Abstract
Stormwater Harvesting (SWH) to alleviate water scarcity is often hindered by the lack of suitable available storage in urban areas. This research aimed to discover an economically viable strategy of storing runoff in existing stormwater ponds with the assistance of rudimentary Real Time Control (RTC) techniques to increase the effective storage capacity. The Diep River sub-catchment situated in the southern suburbs of Cape Town, South Africa, that has several stormwater ponds that were largely constructed for the purposes of flood mitigation, was used as a case study. Six SWH scenarios utilising three distinct RTC strategies coupled with two alternative water demand alternatives were simulated with the aid of 10 years’ of historical rainfall data with a view to determining the unit cost of supplying selected developments with non-potable water. The use of RTC to increase the effective storage of the ponds was shown to improve the volumetric yield without significantly impairing the flood mitigation provided by the system at a cost that was comparable to what the local residents were already paying for potable water. This finding is important as it suggests a cost-effective way of overcoming one of the greatest limitations associated with stormwater harvesting.
Highlights
South Africa is facing increasing concerns over the security of its water resources as population growth—overwhelmingly concentrated in urban areas—has pushed water demand to the limits of sustainability with the existing, surface-water based systems [1,2,3]

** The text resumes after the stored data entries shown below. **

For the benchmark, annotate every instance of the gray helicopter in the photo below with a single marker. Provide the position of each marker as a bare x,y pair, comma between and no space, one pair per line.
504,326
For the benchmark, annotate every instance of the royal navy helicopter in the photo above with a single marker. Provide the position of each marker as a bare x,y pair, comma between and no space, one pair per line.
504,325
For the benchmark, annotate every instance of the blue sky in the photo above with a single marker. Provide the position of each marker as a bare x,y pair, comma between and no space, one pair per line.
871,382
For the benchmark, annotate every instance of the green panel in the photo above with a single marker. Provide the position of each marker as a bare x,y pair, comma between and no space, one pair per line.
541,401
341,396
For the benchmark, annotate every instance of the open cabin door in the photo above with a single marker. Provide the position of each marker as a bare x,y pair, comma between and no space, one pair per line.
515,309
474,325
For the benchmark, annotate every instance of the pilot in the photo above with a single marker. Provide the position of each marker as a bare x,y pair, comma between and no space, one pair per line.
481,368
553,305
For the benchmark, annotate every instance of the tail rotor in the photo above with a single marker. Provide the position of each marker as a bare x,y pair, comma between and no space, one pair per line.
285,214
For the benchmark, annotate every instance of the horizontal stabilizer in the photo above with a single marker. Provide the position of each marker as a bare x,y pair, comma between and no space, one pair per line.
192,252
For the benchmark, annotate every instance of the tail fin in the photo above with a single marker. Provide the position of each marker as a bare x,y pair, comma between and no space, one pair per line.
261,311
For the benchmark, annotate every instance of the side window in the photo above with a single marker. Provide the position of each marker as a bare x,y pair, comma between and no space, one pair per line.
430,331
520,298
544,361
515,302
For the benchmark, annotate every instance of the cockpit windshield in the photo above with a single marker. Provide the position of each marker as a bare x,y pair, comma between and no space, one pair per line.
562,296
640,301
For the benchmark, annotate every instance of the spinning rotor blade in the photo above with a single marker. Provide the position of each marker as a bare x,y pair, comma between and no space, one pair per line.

As a water-scarce country, South Africa is looking at augmenting its traditional water supplies with alternative water resources
This study demonstrated that it is possible to secure considerable additional storage capacity within an existing stormwater pond system through the use of rudimentary Real Time Control (RTC) techniques without significantly impairing the existing ponds ability to mitigate downstream flood risks
Summary
South Africa is facing increasing concerns over the security of its water resources as population growth—overwhelmingly concentrated in urban areas—has pushed water demand to the limits of sustainability with the existing, surface-water based systems [1,2,3]. Since stormwater flows are intermittent, SWH systems require facilities that can store large enough volumes of the collected runoff to ensure that they can deliver a reasonably reliable water supply during dry periods [5,6]. Stormwater ponds were constructed to attenuate the stormwater flows associated with large storm events (e.g., 1 in 10 years or larger) by providing temporary storage for runoff [7,8]. Since events of this magnitude seldom occur, they commonly have unutilised storage potential [9,10]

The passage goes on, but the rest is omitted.